To get to the next two churches, we passed through Rizal Park and into the historic walled district, Intramuros.

+1.6 km

Our next stop, San Agustin Church, is one of the UNESCO Protected Baroque churches in the Philippines along with Nuestra Señora de la Asuncion in Santa Maria, Ilocos Sur, San Agustin Church in Paoay, Ilocos Norte ang the Santo Tomas de Villanueva Church in Miagao, Iloilo.

As we traversed along the now car-free General Luna Street, I was surprised to see the number of stalls selling variety of items – mostly food. It felt a bit more festive than solemn which is what I was expecting since Lent is considered a time for repentance and reflection.

The church itself still has that quiet feel. But somehow the loudness of the surroundings had been a bit distracting for me.

+400 m

400 meters away from San Agustin Church is Minor Basilica and Metropolitan Cathedral of the Immaculate Conception more popularly referred to as The Manila Cathedral. Originally built in 1571, the church has been reconstructed eight times due to damage caused by earthquakes and war.

A huge crowd has gathered at the plaza as the mass was already ongoing when we reached the Manila Cathedral. The scene is what I actually thought of as what it would be like during Lent.

We took a little break by the fountain as we contemplated on which church across the Pasig River do we go to next. The sun is already out for quite some time and temperature is starting to be less comfortable. Ultimately, we decided to first head to the one in Santa Cruz.

+1.7 km

The Minor Basilica of Our Lady of the Pillar or the Archdiocesan Shrine of the Blessed Sacrament was initially built by the Jesuits in 1619. The current structure was made in 1957 with Spanish Baroque and Mission style and Art Deco and Romanesque-style interiors.

With the March sun blazing, we didn’t stay too long in Santa Cruz and just admired it from across the street.. At this point, we already spent around three hours, and the heat was starting to get to us.

+850 m

Passing under the Arch of Goodwill in Ongpin Street, we made our way to the Minor Basilica and National Shrine of Saint Lorenzo Ruiz or the Binondo Church. Also known as Our Lady of the Most Holy Rosary Parish, the church was founded by the Dominicans for the Chinese converts in the area. One distinct feature of this church is the bell tower which looks resembles an octagonal pagoda.

Like the other churches (except the San Agustin Church), Binondo Church has been reconstructed numerous times due to earthquakes and other calamities. Only the belfry remained from the original structure built in 1614.

+2 km

Before heading to the spot that will complete the 7, we decided to make a quick stop in Papa Kape. With that, we walked back to the Jones bridge, then strolled along the Pasig River Esplanade to get to Fort Santiago. I got myself a Bibingkaccino, while my sister had the Mango-Sampaloc Iced Tea. With drinks in tow, we decided to take a e-trike to get to the last stop.

+3.7km???? +300m

Not to be mistaken as Paco Church, the St. Pancratius Chapel is located in Paco Park, originally called Cementerio General de Dilao. The park was once a cemetery created due to the outbreak of cholera in Manila.

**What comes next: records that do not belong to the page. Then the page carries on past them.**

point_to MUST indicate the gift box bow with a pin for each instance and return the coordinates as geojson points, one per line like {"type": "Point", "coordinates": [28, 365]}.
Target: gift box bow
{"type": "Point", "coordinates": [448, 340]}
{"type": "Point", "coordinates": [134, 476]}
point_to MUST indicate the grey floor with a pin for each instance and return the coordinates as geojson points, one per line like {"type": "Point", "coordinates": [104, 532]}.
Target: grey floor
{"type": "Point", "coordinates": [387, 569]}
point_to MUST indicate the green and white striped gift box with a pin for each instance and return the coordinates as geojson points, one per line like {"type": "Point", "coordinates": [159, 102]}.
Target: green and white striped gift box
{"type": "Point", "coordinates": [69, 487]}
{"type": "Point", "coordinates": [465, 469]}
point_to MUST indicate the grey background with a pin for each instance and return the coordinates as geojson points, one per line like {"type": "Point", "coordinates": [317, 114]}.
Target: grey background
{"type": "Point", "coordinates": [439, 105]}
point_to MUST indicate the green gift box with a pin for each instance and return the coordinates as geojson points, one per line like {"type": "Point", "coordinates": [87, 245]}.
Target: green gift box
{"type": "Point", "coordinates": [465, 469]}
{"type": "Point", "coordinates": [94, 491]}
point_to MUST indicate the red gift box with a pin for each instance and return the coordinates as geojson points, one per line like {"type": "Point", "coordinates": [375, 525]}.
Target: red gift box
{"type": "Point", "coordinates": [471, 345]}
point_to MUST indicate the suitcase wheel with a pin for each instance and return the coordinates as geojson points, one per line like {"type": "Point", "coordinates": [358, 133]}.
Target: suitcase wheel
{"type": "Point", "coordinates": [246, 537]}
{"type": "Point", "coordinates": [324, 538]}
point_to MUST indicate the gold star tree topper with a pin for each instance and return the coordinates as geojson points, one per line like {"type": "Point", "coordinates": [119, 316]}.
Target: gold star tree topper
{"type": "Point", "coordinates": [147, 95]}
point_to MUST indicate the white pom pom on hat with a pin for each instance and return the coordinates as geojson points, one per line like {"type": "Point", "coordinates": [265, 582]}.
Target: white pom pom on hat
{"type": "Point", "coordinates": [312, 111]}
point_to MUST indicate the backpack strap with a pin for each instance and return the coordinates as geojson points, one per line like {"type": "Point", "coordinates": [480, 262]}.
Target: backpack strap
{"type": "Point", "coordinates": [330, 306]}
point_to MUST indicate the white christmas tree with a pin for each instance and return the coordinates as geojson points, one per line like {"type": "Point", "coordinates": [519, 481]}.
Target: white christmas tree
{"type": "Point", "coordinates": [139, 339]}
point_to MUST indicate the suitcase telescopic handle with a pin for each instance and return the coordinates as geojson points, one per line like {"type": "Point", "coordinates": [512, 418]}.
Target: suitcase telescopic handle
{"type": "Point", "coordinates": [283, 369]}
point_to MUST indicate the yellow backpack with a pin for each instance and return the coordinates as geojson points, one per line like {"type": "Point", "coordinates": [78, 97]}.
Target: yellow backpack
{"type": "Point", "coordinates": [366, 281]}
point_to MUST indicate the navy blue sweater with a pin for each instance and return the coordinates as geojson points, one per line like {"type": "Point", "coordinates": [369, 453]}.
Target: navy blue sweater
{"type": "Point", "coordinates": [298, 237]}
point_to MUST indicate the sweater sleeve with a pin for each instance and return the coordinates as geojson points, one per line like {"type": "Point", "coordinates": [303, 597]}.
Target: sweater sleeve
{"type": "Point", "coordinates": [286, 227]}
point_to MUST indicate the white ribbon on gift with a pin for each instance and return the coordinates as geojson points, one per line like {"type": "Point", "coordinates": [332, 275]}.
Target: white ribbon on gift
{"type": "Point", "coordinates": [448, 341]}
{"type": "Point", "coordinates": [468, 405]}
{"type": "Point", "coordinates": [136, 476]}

While it isn’t technically a church, we are still counting it. After all, we didn’t need to go technical for this. This is basically just a morning walk with a little sightseeing on the side.

From Malate and Ermita, to the walled district of Intramuros, across the Jones bridge to Santa Cruz and Binondo and back across the Pasig River to Paco – we walked around 8050 meters not including the distance to our home.

Looking back, I have read rather unpleasant remarks about our nation’s capital city. While it does seem to pale in comparison to some big cities on southeast Asia, there is a certain charm in discovering these little pockets of history. Sure, these churches reflected more of our colonial past, but that past is still part of what shaped the country to what it is in the present. Despite the gritty and chaotic vibes, this city still has its own kind of appeal. And I hope there is way to improve on it.

1 Comment

  1. Great post! Sakto, was at the Ermita Church last Sunday for Mass. Apparently, it’s slightly nearer to Robinsons Place Manila than the one at Malate — though the walk to UN Avenue LRT Station was rather scary as the stretch of road wasn’t quite well-lit.